Figure 6. (a) Principal component (PC) loadings for each predictor*; b) Negative correlation between postural sway during vection, and cybersickness (ΔCS) (Adapted from Weech et al., Citation2018b). * Percentage values on left indicate the amount of variance in cybersickness scores accounted for by each PC; Percentage values on the bottom indicate the amount of unique variance in cybersickness scores accounted for by each predictor. Darker colors depict higher loadings, representing a greater expression of that factor on the PC. MSSQ = Motion Sickness Susceptibility Questionnaire score; EOF = Eyes Open Foam condition sway path length (SPL); ECF = Eyes Closed Foam condition SPL; V = Vection condition SPL; EOS = Eyes Open Standard condition SPL; ECS = Eyes Closed Standard condition SPL; VStr = Vection Strength ratings; Thresh = Vestibular Thresholds.

Figure 6. (a) Principal component (PC) loadings for each predictor*; b) Negative correlation between postural sway during vection, and cybersickness (ΔCS) (Adapted from Weech et al., Citation2018b). * Percentage values on left indicate the amount of variance in cybersickness scores accounted for by each PC; Percentage values on the bottom indicate the amount of unique variance in cybersickness scores accounted for by each predictor. Darker colors depict higher loadings, representing a greater expression of that factor on the PC. MSSQ = Motion Sickness Susceptibility Questionnaire score; EOF = Eyes Open Foam condition sway path length (SPL); ECF = Eyes Closed Foam condition SPL; V = Vection condition SPL; EOS = Eyes Open Standard condition SPL; ECS = Eyes Closed Standard condition SPL; VStr = Vection Strength ratings; Thresh = Vestibular Thresholds.
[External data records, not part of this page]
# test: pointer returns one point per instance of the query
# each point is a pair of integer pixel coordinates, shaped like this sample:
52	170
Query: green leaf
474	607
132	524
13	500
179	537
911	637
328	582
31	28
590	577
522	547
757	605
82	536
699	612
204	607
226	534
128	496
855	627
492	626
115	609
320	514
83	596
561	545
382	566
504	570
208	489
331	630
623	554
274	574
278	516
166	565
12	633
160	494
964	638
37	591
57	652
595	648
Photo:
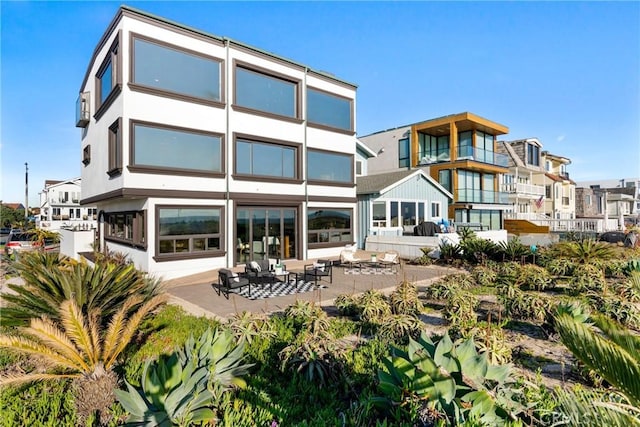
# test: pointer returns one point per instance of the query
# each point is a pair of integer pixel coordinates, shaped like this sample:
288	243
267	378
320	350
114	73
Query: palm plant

One such piece of evidence comes from procedures that “re-couple” multimodal cues, either by physically moving an observer along with visual self-motion (Aykent et al., Citation2014; Dziuda et al., Citation2014; Kluver et al., Citation2015), or by stimulating the vestibular sense with mild current (galvanic vestibular stimulation, GVS) to replicate missing acceleration cues (Cevette et al., Citation2012; Gálvez-García et al., Citation2014; Reed-Jones et al., Citation2007). Despite the efficacy of such methods, accurately replicating missing inertial cues is challenging. Based on the premise that noise modulates the reliability of sensory channels, we examined if adding sensory noise to the vestibular system can guide self-motion perception away from the zone of discomfort (conflicting multimodal cues) and toward a resolved percept (Weech & Troje, Citation2017). It was first established if visual dominance can be facilitated using vestibular noise, which was applied using either stochastic electrical current (noisy GVS) or vibration of the mastoid bone (bone-conducted vibration, BCV). Results indicated a quickening of the vection response across the range of circular vection axes when transient vestibular noise was applied, but not for seat vibration or air-conducted sound, which supports a vestibular origin for the effects.

In XR environments, vestibular noise can also modulate the cybersickness response. Results of a navigation task where participants piloted through virtual space with or without BCV revealed a reduction in sickness severity when BCV was used (Weech et al., Citation2018a). The time-course of stimulation was an important factor: For this short-duration experiment, cybersickness was diminished only when stimulation was time-coupled to large visual accelerations. This time-specificity of cue integration in perceptual decision making is consistent with recent models (Parise & Ernst, Citation2016; Wong, Citation2007). It has also been demonstrated that VR users who are exposed to tonic noisy GVS over a longer duration (30 min continuous) demonstrate a reduction of cybersickness (Weech et al., Citation2020b).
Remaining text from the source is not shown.